New technologies are emerging that may be more affordable and suitable for use in the home, enabling patients to continue their rehabilitation on their own time, according to Im-Able Ltd, Lower Hutt, New Zealand.
Patients who are using these new products are reporting improvement even years after their stroke, the company says.
A relatively low cost computer game-like system developed by scientists at New Zealand’s Crown Research Institute, Industrial Research Limited, and licensed to start-up company, Im-Able Ltd, uses a handlebar-like air mouse and a series of simple computer exercises to improve arm movements, coordination, and cognitive skills of patients with neurological or musculoskeletal impairment.
Sunil Vather, PhD, chief executive of Im-Able, says patients are reporting gains in function many years after their stroke injury. Already commercially available in New Zealand and Australia, Im-Able plans to seek FDA approval for the product during 2011.

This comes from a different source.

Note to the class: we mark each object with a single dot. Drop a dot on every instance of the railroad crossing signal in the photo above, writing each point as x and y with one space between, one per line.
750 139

Earlier-stage research at the University of Canterbury, Christchurch, New Zealand, under a program led by Professor Tanja Mitrovic is aimed at extending 16 years of research advances in the field of artificial intelligence and computer-based learning to helping patients improve their cognitive skills following a stroke. “We hope to use the knowledge we’ve gained in creating responsive computer-based learning environments for students at the university and high school level, to develop systems that can evaluate an individual stroke patient’s skills and respond with appropriately challenging tasks that help improve their attention and working memory,” Mitrovic said.
The multi-disciplinary research effort, which includes collaboration with Stellan Ohlsson, PhD, professor of psychology at the University of Illinois, Chicago, is supported by a Marsden Fund grant for fundamental scientific research from the Royal Society of New Zealand.